Over those years some friends and even family disappeared. I had a difficult time accepting his serious mental illness. Like all of us I had many hopes for my son. He would get a good job after college, marry a wonderful girl and have children. But the disease was cruel and wreaked havoc on our lives. I decided that if he was going to suffer, I would suffer with him. And trust me, I did. I couldn’t bear to hear about the weddings and new babies of my friends’ children. I wasn’t interested in their milestones. Facebook, especially, was a reminder that everyone’s children were moving forward through life. It just wasn’t fair. I was angry at God, family, doctors, and our broken mental health system. I was sad. I wanted to post pictures for others to see, but my son seldom smiled.

It wasn’t until I took NAMI’s Family to Family course that I began to heal. I realized my son was dealing with a disease that he could not even understand nor believe was real. I began to look at him differently. I stopped wishing he would wear shorts and go to the beach again. I developed a new respect for his struggle.

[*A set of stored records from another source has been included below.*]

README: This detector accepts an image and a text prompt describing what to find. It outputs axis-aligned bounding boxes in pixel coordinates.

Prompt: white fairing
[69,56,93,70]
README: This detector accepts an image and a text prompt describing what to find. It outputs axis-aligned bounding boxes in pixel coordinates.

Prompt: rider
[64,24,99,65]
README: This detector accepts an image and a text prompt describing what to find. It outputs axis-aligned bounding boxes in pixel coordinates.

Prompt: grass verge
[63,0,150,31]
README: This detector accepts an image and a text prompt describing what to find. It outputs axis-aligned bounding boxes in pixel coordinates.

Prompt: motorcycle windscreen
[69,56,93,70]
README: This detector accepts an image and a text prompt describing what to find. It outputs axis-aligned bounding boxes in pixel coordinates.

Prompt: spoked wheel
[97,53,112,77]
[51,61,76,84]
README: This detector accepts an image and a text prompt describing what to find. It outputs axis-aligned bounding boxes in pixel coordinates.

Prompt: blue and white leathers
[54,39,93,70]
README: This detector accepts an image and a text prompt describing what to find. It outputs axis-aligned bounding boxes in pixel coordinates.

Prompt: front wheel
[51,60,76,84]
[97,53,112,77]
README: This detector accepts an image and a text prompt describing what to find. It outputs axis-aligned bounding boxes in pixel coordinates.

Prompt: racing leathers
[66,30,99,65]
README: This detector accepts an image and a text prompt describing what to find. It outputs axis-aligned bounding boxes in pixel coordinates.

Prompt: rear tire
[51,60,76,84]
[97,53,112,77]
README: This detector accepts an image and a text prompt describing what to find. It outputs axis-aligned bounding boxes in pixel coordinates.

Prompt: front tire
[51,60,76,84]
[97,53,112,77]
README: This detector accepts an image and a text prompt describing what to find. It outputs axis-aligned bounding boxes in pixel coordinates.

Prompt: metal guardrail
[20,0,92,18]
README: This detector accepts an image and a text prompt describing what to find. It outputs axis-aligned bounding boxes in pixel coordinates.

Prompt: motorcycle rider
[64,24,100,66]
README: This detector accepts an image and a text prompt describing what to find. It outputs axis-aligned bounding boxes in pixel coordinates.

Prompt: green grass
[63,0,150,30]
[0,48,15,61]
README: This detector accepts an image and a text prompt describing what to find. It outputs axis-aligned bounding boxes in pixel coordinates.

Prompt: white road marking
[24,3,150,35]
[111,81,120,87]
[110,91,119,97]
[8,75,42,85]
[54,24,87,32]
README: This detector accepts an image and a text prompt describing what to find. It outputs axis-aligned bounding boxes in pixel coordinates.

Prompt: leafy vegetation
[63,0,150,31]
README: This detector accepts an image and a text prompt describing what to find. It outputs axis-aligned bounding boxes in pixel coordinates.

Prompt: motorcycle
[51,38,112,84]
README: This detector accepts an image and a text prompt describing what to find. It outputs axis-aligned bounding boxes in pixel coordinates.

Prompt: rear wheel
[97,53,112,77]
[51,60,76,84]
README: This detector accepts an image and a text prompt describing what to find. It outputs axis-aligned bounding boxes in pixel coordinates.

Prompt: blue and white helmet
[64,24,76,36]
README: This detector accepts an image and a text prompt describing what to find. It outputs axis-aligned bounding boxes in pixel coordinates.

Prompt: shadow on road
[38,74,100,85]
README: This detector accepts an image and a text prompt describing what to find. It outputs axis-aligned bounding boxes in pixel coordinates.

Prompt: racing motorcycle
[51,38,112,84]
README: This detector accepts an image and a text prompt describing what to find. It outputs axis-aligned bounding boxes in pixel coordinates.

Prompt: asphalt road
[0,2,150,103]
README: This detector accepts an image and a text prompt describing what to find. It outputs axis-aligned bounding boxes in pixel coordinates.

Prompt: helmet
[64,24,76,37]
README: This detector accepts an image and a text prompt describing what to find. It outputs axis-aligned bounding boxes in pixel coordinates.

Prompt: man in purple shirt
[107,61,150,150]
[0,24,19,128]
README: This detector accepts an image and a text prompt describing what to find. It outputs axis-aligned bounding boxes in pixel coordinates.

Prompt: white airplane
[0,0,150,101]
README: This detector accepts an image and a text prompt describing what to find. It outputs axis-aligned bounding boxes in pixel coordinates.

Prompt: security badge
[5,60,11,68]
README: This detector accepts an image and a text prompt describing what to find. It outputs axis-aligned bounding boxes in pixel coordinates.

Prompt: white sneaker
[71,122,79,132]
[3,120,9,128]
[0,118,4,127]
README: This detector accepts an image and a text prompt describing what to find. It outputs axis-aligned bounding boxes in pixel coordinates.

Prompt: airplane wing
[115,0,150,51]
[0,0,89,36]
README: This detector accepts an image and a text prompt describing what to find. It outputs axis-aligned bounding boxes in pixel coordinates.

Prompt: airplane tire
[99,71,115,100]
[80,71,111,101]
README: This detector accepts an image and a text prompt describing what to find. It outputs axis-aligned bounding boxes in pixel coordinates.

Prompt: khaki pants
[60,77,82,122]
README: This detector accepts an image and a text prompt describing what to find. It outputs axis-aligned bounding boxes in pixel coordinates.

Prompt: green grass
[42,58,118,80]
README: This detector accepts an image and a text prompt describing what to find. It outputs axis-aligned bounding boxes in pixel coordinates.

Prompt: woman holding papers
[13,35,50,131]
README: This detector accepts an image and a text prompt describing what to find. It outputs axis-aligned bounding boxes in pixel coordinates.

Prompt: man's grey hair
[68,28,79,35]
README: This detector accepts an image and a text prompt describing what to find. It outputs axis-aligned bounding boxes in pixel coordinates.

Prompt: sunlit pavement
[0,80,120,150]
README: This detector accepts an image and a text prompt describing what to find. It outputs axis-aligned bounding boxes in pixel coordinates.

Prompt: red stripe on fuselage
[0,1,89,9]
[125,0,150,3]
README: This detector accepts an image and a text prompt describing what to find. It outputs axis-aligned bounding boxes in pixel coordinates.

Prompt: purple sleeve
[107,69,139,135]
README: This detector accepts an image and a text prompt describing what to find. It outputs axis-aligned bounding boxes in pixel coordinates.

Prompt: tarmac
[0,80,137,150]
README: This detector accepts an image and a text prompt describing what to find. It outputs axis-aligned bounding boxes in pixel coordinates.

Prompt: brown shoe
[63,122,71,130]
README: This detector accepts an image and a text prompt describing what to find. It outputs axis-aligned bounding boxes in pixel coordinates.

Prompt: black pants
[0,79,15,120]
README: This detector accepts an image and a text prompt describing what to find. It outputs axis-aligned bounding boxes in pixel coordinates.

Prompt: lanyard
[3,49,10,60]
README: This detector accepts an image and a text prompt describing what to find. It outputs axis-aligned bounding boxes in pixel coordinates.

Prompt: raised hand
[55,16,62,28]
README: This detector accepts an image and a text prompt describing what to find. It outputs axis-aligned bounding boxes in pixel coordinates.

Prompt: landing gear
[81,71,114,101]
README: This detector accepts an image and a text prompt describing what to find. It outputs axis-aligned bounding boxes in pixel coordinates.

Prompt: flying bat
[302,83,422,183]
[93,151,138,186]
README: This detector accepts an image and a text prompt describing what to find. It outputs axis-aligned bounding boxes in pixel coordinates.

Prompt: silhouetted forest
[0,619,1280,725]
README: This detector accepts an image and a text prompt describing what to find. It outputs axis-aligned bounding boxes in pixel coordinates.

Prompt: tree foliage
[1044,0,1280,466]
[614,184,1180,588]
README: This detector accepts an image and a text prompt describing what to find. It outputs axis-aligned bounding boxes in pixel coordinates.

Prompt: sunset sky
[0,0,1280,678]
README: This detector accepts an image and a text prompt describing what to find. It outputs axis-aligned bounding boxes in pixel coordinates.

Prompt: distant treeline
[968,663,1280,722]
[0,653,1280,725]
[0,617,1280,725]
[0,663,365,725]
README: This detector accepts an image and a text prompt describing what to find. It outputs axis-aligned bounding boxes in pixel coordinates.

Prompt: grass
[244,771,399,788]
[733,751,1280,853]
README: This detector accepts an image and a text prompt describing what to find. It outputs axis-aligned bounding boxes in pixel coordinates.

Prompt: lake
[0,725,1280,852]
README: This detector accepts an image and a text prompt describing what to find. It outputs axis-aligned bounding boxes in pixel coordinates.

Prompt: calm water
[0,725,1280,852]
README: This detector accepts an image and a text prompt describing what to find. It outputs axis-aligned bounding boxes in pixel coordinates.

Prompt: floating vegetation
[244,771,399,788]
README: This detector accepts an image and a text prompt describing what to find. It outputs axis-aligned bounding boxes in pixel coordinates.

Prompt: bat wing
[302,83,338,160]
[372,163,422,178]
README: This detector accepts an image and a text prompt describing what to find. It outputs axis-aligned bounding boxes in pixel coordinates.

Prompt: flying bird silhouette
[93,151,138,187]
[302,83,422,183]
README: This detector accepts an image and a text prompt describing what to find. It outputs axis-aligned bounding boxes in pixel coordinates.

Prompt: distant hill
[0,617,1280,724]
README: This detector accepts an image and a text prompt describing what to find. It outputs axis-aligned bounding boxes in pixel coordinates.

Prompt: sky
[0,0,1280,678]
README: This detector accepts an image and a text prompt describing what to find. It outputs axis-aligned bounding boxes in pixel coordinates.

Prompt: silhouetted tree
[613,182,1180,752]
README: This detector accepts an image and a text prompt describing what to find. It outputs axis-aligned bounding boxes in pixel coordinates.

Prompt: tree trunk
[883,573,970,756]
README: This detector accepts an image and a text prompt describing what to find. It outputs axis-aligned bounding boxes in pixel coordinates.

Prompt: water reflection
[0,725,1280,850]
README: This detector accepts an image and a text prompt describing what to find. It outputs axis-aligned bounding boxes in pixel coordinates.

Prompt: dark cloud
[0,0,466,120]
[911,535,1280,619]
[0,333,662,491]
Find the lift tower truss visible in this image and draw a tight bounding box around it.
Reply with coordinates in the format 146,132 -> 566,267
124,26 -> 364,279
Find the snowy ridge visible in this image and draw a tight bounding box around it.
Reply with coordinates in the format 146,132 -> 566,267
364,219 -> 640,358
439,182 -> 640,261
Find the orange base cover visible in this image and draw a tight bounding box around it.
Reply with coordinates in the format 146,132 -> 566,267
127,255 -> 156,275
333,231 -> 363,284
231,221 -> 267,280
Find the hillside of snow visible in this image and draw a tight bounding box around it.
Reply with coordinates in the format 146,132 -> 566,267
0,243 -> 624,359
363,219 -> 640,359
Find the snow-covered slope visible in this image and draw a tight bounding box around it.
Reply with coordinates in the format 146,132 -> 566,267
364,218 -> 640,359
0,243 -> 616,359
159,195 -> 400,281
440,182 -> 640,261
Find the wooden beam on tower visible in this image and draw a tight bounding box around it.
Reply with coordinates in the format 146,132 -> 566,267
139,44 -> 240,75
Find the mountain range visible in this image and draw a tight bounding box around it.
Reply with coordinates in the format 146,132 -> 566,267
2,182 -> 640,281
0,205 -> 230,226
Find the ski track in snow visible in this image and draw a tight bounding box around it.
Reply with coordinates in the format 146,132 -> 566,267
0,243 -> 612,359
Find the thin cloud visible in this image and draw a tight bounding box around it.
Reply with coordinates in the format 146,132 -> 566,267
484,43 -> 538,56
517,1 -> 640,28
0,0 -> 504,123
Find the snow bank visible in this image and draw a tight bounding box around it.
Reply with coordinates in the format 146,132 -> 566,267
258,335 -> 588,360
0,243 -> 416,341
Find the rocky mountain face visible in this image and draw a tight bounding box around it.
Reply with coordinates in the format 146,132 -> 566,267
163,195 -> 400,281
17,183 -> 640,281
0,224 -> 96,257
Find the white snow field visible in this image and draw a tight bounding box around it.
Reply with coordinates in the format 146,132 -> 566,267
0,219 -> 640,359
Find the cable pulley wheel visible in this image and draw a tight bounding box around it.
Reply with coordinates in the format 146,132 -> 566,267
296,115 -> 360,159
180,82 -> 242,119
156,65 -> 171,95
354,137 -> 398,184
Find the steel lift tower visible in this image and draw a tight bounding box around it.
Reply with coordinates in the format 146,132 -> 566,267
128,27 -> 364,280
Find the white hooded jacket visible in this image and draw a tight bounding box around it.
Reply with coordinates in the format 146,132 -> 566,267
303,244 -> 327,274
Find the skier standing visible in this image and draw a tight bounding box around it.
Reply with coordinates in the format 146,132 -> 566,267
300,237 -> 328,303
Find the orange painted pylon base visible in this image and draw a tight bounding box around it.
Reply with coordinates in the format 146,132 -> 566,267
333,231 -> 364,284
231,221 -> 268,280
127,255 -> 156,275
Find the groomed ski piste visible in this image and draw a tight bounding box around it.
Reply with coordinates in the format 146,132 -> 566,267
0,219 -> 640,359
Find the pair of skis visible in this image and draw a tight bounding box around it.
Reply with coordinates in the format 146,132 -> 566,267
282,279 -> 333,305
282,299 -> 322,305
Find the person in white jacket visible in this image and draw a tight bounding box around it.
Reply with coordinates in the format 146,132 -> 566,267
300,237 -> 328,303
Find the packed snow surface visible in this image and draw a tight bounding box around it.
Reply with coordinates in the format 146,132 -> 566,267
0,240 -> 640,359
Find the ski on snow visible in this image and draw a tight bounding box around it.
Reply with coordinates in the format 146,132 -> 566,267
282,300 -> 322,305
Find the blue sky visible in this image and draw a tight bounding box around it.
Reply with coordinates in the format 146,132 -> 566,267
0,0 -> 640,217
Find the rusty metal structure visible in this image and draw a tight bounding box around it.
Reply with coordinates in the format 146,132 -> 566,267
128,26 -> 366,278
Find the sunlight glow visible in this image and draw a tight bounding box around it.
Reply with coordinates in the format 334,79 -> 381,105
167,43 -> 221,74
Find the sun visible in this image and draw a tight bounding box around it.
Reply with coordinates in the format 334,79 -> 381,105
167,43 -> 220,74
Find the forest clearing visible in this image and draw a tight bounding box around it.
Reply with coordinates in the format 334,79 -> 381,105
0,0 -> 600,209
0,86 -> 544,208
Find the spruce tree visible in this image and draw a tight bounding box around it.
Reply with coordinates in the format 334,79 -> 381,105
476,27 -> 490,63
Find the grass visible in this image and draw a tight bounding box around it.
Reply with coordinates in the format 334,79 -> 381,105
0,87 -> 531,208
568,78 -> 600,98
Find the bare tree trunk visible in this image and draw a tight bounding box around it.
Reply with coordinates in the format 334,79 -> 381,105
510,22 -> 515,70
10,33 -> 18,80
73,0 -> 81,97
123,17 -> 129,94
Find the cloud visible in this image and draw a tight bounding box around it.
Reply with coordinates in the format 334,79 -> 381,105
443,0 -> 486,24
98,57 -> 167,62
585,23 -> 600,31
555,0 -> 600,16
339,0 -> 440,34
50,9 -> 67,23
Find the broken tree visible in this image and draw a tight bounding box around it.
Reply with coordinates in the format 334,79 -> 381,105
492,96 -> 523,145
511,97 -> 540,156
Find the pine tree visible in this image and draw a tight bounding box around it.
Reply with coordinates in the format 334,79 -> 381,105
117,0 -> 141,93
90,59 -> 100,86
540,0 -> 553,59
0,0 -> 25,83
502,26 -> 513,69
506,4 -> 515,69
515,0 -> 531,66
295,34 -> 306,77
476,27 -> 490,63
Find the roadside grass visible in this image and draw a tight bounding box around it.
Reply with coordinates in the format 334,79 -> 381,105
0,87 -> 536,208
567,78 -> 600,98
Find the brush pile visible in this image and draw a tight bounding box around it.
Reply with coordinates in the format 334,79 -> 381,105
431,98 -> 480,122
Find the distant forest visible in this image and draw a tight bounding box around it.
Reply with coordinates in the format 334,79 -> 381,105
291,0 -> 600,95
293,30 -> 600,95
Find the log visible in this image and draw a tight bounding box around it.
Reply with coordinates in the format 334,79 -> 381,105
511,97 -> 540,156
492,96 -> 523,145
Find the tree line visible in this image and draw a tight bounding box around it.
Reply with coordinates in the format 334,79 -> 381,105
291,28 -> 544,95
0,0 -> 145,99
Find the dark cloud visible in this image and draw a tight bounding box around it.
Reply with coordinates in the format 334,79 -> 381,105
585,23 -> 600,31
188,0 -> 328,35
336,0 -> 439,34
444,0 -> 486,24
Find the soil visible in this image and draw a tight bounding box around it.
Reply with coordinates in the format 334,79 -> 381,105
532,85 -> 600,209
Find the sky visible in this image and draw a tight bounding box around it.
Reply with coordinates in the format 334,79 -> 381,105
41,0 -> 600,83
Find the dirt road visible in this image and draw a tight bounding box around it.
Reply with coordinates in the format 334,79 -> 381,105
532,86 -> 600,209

If he could get up every day and face the world, then I surely would have to also. If he could find a sense of happiness within his own life, it was time for me to embrace his joy, despite the fact his life was not as I envisioned. His life, as is, was enough.

Yesterday we celebrated my son’s birthday. He turned 35 and for the first time in 15 years I had a sense of peace. There was no big party, just some family, one of my friends, and my mom. He arrived late but after a few minutes began to enjoy it. The day was good, there was laughter, cake, music and people who loved him.